Several things come to mind. First, if these are private e-mail
addresses (and from the context, it appears they are), then you are
not sending company-wide e-mail. To be company-wide, the e-mail would
need to go through a company e-mail system to each mailbox in the
company...
The content of the e-mail is another problem. If this were some legal
announcement, it should be sent via snail-mail to the employee's home
address (e-mail is not secure).
Being more of a newsletter in nature (again, implied by your post),
suggests that it is just that - a newsletter sent to all employees who
have provided an e-mail address.
If I were to receive something like that from my employer, I'd be
asking a number of questions, one of which was if they actually sent
it. Under the premise that they did, I would be asking them to stop
with no reason given.
If they would ask for a reason, I would say that I consider company
information to be confidential and that my e-mail is anything but
secure and therefore, it can be read by any hacker... possibly
exposing the company in ways not intended.
Usually company information (i.e., changes, events) is considered to
be company confidential and some companies treat releasing such
information to the public to be a dismissible offense -- don't be
shocked, I got one of those today - in my company-provided e-mail on
my company-provided computer.
>
>Should I be setting up these e-mails as opt-in? What would the
>ramifications be if a company sent out e-mails to their employees and were
>reported by many to spamcop? Does this seem to be a trend in the ISP world,
>and if it is, how are corporations with outside mail servers handling it?

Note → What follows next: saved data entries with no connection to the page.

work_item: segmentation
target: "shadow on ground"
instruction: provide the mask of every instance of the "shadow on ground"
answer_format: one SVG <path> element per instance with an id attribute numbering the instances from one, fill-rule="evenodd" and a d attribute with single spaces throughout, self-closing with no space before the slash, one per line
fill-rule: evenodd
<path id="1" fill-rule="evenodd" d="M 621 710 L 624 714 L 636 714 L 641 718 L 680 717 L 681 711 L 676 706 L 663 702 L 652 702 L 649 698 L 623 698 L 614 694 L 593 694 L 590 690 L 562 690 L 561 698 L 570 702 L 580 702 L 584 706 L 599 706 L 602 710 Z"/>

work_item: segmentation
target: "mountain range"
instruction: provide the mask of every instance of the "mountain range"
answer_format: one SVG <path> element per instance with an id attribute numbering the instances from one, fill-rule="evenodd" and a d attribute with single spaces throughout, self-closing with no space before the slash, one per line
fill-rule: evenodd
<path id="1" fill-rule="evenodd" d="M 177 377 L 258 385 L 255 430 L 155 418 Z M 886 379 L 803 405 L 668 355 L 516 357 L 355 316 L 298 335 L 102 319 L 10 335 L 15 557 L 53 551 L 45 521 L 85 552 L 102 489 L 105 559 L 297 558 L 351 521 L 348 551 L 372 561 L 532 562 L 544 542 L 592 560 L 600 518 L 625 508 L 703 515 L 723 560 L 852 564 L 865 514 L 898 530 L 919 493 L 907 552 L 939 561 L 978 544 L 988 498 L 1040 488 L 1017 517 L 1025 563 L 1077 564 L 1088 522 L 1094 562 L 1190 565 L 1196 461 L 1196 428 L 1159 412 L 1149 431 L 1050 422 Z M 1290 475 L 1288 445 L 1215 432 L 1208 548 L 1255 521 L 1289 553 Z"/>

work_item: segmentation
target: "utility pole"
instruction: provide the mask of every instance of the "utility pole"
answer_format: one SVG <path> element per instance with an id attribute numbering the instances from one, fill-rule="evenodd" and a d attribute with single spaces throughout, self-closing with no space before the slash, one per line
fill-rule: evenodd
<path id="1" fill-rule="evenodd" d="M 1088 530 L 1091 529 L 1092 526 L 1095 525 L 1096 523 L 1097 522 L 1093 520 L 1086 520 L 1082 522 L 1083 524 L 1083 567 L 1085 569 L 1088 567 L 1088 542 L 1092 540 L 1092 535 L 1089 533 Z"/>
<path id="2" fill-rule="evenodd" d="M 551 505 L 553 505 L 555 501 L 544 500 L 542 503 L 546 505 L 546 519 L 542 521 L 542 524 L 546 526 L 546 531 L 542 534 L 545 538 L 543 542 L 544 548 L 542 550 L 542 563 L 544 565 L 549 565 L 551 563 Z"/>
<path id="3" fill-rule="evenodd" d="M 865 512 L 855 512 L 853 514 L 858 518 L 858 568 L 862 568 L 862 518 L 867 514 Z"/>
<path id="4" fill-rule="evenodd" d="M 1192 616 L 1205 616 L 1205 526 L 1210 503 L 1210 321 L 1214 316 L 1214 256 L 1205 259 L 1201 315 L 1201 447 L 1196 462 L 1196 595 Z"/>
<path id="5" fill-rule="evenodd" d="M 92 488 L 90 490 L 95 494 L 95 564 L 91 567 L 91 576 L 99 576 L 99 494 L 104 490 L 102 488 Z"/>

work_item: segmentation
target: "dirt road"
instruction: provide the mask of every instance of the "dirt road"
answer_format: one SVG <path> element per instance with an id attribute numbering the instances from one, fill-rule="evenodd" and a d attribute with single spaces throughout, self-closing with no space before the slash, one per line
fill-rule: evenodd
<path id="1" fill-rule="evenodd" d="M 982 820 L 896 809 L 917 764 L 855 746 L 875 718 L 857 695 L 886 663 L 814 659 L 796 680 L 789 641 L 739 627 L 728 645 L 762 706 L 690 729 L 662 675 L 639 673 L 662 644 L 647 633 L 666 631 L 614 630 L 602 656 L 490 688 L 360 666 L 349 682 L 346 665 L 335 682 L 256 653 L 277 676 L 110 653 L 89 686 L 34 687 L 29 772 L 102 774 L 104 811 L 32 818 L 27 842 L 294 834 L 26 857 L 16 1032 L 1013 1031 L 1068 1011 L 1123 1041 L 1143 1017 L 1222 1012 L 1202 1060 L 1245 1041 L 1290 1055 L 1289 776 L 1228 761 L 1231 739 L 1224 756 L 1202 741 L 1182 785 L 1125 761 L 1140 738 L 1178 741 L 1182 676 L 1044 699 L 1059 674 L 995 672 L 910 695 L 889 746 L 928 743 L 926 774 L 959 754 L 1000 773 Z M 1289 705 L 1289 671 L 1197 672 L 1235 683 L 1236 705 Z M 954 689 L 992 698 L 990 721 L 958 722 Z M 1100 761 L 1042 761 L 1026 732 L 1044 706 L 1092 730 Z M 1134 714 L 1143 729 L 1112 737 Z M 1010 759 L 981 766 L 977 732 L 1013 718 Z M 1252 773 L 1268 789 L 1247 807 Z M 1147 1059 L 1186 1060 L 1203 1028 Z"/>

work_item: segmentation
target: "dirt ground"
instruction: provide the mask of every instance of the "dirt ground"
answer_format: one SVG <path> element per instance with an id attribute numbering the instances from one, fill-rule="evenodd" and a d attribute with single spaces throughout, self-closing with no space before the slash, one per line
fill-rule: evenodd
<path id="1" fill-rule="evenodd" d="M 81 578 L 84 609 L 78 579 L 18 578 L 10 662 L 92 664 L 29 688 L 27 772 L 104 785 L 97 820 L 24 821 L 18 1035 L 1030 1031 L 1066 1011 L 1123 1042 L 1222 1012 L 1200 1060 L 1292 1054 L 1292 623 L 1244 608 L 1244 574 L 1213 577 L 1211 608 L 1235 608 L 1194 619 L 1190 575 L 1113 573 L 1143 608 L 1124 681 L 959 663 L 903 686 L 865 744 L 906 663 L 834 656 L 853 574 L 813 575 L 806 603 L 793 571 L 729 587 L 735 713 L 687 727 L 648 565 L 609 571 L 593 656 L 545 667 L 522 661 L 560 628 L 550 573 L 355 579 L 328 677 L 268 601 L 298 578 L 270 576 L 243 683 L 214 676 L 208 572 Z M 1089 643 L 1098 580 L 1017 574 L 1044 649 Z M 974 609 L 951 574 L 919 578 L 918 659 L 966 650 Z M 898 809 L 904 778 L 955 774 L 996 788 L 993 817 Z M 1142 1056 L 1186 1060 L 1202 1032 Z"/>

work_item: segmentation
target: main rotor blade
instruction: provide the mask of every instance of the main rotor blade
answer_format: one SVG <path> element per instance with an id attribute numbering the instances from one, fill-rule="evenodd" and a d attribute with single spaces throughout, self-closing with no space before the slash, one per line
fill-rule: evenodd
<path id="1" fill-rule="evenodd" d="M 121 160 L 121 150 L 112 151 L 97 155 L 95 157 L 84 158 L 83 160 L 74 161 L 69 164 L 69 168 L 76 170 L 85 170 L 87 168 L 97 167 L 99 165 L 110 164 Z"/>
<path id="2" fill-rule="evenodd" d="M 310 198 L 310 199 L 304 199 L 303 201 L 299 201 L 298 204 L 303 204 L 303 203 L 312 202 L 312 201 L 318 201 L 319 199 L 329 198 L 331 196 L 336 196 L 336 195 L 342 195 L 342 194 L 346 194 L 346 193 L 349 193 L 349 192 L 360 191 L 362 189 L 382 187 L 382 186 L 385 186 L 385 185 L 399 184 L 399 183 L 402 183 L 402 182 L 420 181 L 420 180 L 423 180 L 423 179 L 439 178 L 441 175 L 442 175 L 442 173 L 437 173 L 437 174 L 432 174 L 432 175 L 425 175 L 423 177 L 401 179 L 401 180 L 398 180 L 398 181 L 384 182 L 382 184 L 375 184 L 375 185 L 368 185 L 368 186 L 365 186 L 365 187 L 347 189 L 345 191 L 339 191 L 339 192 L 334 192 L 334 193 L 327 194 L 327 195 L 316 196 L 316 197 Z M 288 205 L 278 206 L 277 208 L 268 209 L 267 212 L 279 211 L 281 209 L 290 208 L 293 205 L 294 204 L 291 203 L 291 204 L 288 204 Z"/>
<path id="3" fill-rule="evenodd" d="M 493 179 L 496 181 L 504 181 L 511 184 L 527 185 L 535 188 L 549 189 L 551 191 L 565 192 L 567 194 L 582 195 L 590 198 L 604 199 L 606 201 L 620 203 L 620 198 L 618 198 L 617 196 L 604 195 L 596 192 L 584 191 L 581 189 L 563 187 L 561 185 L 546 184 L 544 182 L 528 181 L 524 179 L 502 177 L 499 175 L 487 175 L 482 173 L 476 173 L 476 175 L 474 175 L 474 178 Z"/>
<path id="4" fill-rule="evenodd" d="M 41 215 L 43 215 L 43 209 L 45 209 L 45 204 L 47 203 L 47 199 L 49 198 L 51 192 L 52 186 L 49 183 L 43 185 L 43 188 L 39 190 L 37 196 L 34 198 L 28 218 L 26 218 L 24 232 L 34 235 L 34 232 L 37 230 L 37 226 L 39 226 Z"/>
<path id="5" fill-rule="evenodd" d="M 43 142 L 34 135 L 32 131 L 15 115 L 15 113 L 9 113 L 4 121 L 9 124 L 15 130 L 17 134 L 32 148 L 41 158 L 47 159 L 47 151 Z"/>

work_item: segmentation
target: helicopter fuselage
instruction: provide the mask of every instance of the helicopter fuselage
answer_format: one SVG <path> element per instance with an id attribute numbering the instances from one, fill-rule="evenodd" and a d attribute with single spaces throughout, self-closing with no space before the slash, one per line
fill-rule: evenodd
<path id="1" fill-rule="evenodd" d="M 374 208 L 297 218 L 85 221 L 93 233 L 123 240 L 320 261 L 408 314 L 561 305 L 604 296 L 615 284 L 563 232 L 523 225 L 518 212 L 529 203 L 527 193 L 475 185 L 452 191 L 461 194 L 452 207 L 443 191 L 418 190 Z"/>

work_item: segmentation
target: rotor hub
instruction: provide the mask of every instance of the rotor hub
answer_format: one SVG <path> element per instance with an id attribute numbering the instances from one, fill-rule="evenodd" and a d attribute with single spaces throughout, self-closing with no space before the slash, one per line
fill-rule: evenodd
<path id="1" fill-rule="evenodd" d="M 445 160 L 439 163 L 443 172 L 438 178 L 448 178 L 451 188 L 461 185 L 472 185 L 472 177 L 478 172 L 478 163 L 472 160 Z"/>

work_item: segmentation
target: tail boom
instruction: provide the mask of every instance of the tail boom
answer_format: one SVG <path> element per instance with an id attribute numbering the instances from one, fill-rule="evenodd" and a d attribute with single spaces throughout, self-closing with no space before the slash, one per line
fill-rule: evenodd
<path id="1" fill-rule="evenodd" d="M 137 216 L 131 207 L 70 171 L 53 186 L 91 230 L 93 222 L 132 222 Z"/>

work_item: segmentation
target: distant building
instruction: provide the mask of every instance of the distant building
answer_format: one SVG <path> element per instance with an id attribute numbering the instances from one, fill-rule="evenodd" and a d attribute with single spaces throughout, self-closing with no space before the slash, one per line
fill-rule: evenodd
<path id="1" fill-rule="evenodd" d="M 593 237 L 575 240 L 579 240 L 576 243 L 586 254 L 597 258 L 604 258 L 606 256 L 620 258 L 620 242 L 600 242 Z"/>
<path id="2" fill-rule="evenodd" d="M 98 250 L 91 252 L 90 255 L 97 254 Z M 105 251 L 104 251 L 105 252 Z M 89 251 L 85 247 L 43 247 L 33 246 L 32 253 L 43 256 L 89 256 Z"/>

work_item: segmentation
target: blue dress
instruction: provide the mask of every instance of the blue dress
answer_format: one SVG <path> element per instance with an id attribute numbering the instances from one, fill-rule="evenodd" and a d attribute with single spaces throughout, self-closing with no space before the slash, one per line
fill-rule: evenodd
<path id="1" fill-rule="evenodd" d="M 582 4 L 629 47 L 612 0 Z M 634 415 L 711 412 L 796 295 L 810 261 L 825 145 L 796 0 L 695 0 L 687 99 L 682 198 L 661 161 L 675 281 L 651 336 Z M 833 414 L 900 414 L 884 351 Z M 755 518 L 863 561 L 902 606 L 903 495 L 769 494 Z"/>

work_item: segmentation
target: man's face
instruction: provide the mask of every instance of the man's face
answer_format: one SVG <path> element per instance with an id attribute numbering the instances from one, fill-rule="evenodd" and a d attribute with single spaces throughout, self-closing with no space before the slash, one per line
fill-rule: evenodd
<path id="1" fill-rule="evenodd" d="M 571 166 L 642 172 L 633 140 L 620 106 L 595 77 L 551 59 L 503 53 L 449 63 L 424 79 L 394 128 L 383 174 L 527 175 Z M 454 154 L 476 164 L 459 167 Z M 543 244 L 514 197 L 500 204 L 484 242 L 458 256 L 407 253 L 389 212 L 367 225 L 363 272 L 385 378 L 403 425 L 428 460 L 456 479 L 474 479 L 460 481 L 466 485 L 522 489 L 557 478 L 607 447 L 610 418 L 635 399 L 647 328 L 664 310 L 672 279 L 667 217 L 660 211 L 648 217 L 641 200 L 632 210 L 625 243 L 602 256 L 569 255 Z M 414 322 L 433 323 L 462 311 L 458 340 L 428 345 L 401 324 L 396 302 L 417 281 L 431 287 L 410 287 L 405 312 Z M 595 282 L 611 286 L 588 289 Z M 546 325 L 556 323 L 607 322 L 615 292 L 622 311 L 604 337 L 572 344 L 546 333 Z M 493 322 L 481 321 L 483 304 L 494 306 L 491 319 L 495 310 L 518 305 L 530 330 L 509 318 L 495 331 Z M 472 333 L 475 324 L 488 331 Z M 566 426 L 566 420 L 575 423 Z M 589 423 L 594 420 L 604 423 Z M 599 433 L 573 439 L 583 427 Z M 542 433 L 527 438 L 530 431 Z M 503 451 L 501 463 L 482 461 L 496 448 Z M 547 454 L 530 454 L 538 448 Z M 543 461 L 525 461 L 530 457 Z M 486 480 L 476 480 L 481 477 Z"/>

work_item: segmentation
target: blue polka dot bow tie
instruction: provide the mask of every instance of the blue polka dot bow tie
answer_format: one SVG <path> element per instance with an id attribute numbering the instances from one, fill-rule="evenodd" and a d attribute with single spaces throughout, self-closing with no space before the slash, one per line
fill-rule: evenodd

Actually, there's nothing wrong with outsourcing your computer
facilities. What's wrong is that it isn't staying on outsourced or
company-owned equipment and is going to non-outsourced resources
(i.e., employee's private e-mail accounts). That's why "outside" ISPs
are involved.
The real problem occurs when a person leaves the company. What happens
then? Do they continue to receive these announcements? I suspect they
do, knowing that dismissals are not for public dissemination (at least
in America when HR practices are often dictated by law). At that
point, the e-mails become spam and could be viewed as harassment
(another very bad thing). If the e-mail account is company-property
(that is, owned, paid-for, and controlled by the company), then this
former employee should not have access to the e-mail account and it
doesn't matter.
>
>I'll take any and all opinions. Thanks much in advance :)
>
Don't send e-mail. Have HR generate mailing lists when required and
snail-mail the information, or, better yet, have the supervisors
distribute the information by hand in person.
I can see a small company doing something like this, but they really
should seek some legal advice before doing so, mostly because of the
legal ramifications of using a non-secure system to distribute what
could be company-confidential information.